In the blink of an eye, we found ourselves in a vast, open field, miles away from the menacing alley. There was nothingin our vicinity except for the two of us. Emma was breathing heavily, tears brimming in her eyes, and I wrapped my arms around her, attempting to comfort her.

“We’re alone now, you’re safe,” I murmured, an immense feeling of relief coursing through me. Relief that she was near. And safe.

She squeezed me playfully, and an exceptional, carefree, joyous laugh bubbled from my lips. I gazed at her, the sun dancing on her hair, highlighting shades I had never seen before. I brushed a few errant strands from her face, savoring the touch. A gentle breeze carried her wonderful scent to my nose, and I inhaled deeply.

I needed more. More of her.

Softly taking her chin between my thumb and finger, I turned her head so her eyes would meet mine. I sensed her closeness resonate through my entire being. It felt as though I were the center of her universe, like she was the center of mine. She made me feel alive; she was the reason I wanted to live. She was everything, and I existed for her. Nothing else mattered.

Our eyes locked, our faces drew closer, and our lips were nearly grazing in a tantalizing promise when, out of nowhere, a fleet of massive military tanks materialized, their formidable guns aimed squarely at us. Panic coursed through me.

Nemecis.

I had to get her away from the danger, I needed to get Emma to safety but before I could summon a portal to whisk us out of there?—

I woke up in my bed, drenched in sweat.

Alone. Breathing hard, as if I’d just finished running a marathon.

What the actual fuck…

I stole a glance at my alarm clock; its glowing digits nearly blinding my tired eyes. Seven in the morning. I had overslept by a whole hour. That hadn't happened to me...well, ever.

That dream, the haunting fear gripping my chest for her safety, the overwhelming surge of emotions—what the hell was that?
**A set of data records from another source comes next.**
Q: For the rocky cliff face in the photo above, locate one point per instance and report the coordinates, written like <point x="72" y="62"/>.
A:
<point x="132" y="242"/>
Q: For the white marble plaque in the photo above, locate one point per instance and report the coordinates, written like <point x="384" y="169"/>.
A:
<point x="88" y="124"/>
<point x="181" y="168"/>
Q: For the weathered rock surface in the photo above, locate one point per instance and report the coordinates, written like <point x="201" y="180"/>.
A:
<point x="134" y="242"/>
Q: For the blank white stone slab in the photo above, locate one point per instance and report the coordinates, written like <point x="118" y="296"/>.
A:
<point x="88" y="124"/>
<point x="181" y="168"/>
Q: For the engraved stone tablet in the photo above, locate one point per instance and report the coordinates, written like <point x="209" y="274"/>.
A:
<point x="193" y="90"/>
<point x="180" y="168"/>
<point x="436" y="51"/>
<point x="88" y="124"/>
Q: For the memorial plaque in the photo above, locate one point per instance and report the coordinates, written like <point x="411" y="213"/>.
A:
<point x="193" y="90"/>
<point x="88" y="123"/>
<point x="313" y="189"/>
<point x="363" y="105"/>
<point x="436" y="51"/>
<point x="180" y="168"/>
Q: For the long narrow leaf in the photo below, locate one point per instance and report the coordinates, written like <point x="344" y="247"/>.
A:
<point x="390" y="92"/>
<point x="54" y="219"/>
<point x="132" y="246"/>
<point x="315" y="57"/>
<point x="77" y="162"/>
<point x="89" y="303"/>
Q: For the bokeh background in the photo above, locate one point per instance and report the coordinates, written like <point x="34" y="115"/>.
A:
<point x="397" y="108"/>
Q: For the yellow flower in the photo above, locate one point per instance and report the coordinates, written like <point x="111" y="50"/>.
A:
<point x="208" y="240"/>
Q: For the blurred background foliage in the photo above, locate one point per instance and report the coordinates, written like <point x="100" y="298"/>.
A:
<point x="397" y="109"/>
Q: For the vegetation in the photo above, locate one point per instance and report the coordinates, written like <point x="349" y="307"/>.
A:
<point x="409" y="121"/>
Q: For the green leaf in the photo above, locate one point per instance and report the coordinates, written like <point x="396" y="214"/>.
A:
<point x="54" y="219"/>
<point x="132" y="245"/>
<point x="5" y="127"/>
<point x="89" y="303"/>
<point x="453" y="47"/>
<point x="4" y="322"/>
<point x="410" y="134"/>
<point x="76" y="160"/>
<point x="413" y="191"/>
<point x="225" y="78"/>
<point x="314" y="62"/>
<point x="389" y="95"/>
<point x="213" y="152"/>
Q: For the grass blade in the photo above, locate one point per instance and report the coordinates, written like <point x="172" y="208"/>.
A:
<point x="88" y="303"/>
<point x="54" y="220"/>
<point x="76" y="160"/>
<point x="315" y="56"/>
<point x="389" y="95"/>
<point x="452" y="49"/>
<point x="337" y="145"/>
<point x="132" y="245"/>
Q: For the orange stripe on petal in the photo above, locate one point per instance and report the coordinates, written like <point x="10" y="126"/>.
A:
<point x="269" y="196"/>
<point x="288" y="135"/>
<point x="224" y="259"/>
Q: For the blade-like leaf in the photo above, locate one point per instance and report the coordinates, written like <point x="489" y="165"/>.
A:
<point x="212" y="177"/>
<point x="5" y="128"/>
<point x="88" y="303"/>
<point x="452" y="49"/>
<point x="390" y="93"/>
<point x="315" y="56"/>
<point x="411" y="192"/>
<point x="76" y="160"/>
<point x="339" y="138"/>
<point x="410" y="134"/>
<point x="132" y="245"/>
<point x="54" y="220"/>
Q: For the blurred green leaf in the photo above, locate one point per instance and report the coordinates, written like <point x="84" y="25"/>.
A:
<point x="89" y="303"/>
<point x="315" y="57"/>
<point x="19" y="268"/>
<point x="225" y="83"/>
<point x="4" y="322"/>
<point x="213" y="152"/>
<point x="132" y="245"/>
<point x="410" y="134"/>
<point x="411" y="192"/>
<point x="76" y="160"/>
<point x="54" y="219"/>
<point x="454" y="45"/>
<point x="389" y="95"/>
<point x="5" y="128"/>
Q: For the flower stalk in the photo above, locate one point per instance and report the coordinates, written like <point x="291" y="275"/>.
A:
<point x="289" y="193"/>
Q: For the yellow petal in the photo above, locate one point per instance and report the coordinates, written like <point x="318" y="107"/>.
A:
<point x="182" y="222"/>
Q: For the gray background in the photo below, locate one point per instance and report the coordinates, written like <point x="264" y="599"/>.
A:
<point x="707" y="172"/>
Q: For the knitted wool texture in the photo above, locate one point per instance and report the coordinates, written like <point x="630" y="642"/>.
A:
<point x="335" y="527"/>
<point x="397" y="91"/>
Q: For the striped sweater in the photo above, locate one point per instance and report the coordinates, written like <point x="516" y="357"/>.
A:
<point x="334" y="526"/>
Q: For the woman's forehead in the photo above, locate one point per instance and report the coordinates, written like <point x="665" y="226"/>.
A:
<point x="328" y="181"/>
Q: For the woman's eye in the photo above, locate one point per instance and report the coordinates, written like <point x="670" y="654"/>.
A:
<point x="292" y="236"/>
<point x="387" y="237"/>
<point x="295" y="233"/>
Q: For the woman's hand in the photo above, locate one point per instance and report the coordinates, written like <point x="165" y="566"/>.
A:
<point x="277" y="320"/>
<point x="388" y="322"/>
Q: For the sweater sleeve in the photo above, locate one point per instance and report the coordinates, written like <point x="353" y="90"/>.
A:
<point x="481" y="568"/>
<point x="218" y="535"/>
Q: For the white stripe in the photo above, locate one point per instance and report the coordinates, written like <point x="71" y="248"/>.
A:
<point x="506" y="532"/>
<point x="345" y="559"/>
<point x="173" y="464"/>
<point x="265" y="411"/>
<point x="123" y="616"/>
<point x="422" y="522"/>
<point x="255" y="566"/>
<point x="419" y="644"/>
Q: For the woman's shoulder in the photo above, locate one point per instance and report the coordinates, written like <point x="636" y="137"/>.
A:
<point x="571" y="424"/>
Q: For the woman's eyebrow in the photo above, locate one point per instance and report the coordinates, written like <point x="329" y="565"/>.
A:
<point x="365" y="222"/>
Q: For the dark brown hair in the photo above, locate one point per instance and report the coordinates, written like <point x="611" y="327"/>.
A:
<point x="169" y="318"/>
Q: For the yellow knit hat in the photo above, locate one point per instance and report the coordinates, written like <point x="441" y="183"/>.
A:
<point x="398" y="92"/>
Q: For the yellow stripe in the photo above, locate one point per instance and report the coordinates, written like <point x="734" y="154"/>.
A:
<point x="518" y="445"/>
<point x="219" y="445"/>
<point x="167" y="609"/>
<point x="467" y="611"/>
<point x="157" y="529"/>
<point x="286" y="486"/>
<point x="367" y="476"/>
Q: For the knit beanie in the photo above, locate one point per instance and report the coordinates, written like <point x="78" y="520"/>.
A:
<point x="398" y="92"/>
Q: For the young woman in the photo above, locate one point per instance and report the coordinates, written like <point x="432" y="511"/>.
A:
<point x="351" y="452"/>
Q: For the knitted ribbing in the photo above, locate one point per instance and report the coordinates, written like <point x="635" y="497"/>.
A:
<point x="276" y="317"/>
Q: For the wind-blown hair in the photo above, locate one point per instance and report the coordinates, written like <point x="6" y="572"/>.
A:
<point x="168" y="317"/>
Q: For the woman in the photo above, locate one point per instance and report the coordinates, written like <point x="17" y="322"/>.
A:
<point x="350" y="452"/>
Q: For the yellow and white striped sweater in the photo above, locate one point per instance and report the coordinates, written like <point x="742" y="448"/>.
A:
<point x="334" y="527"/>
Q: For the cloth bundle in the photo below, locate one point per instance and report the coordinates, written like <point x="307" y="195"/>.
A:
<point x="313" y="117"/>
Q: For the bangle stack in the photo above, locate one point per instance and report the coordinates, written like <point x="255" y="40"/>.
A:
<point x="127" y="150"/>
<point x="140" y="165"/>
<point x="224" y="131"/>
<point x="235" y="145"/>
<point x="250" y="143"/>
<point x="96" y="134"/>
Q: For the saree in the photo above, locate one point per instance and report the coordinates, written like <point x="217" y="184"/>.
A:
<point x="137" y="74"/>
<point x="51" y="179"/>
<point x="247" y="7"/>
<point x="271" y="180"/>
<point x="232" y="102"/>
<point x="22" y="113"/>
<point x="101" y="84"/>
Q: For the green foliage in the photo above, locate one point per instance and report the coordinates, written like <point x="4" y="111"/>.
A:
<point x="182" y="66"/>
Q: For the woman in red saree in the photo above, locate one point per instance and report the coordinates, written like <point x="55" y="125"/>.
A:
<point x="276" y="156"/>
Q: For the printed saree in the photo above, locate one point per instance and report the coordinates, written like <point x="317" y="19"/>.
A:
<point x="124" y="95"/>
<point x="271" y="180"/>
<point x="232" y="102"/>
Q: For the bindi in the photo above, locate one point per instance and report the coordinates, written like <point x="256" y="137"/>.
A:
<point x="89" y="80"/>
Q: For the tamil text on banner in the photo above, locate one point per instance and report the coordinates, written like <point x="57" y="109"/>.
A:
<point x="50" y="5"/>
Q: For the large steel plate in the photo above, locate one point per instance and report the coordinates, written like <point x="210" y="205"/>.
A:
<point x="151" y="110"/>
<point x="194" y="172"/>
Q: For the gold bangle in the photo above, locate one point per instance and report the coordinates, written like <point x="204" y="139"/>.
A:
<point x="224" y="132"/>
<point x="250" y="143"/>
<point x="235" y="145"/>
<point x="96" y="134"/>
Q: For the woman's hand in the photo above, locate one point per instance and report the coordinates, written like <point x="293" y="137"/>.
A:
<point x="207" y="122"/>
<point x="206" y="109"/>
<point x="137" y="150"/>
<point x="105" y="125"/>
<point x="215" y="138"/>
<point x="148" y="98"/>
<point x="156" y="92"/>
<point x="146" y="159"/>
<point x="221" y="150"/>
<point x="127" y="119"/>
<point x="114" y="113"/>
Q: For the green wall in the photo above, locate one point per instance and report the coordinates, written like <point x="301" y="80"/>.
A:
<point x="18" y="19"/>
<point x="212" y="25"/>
I took a few deep breaths and got out of bed, translating myself some coffee and a protein bar.

As I dressed, I tried to push Emma from my thoughts, focusing instead on the tasks ahead.

Matthew tried to nex me but I ignored him. My mind was still reeling with thoughts of Emma. I looked down and noticed my morning wood was not going down. Gods, a cold shower was obviously due before I could face the world.

Ever since meeting that woman, something had been fucked up in my brain. It was as if she had taken up permanent residence inside my head, infiltrating my nightly dreams, even sometimes creating daydreams and it was fucking tiresome.

I retrieved my Nexus, half-hoping to find a message from her, something to explain my subconscious fixation on her, but no such luck.

The disappointment cut deep, and not only because it meant no explanation for the dream.

Three days later.

Thud. Thud. Thud.

Every punch I landed on the heavy bag released a sliver of my anger.

After dreaming about Emma two nights in row, I had woken up that morning after revisiting the same nightmare which had haunted me since childhood.